SARS-CoV-2 continues to upend human life by posing novel threats related to disease spread and mutations. Current models for the disease burden of SARS-CoV-2 consider the aggregate nature of the virus without differentiating between the potency of its multiple strains. Hence, there is a need to create a fundamental modeling framework for multi-strain viruses that considers the competing viral pathogenic pathways. Alongside the consideration that other viral pathogens may coexist, there is also a need for a generalizable modeling framework to account for multiple epidemics (i.e., multi-demics) scenarios, such as influenza and COVID-19 occurring simultaneously.
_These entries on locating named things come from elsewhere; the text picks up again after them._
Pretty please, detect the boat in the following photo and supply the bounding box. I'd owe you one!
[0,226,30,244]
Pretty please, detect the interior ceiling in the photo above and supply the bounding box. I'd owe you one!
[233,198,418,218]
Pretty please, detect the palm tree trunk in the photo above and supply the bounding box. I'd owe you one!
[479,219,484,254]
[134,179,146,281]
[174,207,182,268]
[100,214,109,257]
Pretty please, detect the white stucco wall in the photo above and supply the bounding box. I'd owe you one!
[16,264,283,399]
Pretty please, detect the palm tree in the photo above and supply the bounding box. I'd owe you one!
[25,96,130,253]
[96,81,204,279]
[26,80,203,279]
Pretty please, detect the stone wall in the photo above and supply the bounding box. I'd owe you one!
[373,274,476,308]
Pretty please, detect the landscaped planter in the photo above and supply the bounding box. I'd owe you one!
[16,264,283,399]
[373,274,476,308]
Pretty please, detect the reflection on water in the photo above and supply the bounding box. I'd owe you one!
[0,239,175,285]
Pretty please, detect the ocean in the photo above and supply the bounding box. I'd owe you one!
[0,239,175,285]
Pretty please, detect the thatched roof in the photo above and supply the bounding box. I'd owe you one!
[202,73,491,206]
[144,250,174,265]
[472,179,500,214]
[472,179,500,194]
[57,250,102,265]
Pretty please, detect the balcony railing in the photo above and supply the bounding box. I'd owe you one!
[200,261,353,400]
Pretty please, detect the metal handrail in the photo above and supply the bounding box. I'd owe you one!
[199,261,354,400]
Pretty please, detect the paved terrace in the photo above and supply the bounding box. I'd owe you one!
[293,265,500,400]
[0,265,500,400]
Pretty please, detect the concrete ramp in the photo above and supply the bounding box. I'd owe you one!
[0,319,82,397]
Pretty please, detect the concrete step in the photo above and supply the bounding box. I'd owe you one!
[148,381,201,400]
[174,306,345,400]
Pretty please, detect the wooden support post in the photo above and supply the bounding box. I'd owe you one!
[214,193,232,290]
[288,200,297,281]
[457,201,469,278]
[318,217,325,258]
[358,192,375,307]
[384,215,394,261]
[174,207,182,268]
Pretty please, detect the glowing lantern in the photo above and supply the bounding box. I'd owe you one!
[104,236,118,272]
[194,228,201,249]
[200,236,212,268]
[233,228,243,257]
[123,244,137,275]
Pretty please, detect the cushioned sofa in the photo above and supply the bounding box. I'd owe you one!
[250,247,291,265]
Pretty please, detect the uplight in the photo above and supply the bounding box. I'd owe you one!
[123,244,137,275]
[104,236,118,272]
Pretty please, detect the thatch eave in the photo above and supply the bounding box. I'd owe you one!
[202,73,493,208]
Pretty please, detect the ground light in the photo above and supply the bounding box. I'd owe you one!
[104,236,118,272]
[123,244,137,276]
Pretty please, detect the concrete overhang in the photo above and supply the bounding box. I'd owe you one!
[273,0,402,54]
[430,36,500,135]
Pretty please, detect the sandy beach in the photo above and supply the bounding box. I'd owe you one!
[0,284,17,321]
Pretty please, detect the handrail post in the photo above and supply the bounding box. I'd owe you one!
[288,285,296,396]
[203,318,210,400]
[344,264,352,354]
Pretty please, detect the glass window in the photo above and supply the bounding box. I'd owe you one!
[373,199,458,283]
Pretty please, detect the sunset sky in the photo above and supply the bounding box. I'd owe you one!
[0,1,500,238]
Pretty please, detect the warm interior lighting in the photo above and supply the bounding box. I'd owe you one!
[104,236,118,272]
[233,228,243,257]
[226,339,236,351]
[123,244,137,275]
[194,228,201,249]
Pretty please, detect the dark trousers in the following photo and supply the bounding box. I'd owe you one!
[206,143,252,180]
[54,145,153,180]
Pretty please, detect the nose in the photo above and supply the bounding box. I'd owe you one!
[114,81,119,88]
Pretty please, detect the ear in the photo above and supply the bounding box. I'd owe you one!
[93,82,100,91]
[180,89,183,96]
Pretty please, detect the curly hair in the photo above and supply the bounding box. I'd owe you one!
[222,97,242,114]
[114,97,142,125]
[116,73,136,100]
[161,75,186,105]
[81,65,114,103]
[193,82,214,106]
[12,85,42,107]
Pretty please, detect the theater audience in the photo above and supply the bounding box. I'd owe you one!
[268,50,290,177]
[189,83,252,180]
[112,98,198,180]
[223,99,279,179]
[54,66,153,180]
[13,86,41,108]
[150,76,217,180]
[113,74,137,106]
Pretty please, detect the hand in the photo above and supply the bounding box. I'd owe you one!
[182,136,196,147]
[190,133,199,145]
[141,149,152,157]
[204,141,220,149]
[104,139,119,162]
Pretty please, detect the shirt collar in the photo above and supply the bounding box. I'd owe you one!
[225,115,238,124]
We present a fundamental network thermodynamics approach for assessing, determining, and predicting viral outbreak severity, which extends well-known standard epidemiological models. In particular, we use historical data from New York City’s 2011–2019 influenza seasons and SARS-CoV-2 spread to identify the model parameters. In our model-based analysis, we employ a standard susceptible–infected–recovered (SIR) model with pertinent generalizations to account for multi-strain and multi-demics scenarios. We show that the reaction affinities underpinning the formation processes of our model can be used to categorize the severity of infectious or deceased populations. The spontaneity of occurrence captured by the change in Gibbs free energy of reaction ( ∆ G ) in the system suggests the stability of forward occurring population transfers. The magnitude of ∆ G is used to examine past influenza outbreaks and infer epidemiological factors, such as mortality and case burden. This method can be extrapolated for wide-ranging utility in computational epidemiology. The risk of overlapping multi-demics seasons between influenza and SARS-CoV-2 will persist as a significant threat in forthcoming years. Further, the possibility of mutating strains requires novel ways of analyzing the network of competing infection pathways. The approach outlined in this study allows for the identification of new stable strains and the potential increase in disease burden from a complex systems perspective, thereby allowing for a potential response to the significant question: are the effects of a multi-demic greater than the sum of its individual viral epidemics?

Suggested Citation

  • Joseph Pateras & Ashwin Vaidya & Preetam Ghosh, 2022. "Network Thermodynamics-Based Scalable Compartmental Model for Multi-Strain Epidemics," Mathematics, MDPI, vol. 10(19), pages 1-19, September.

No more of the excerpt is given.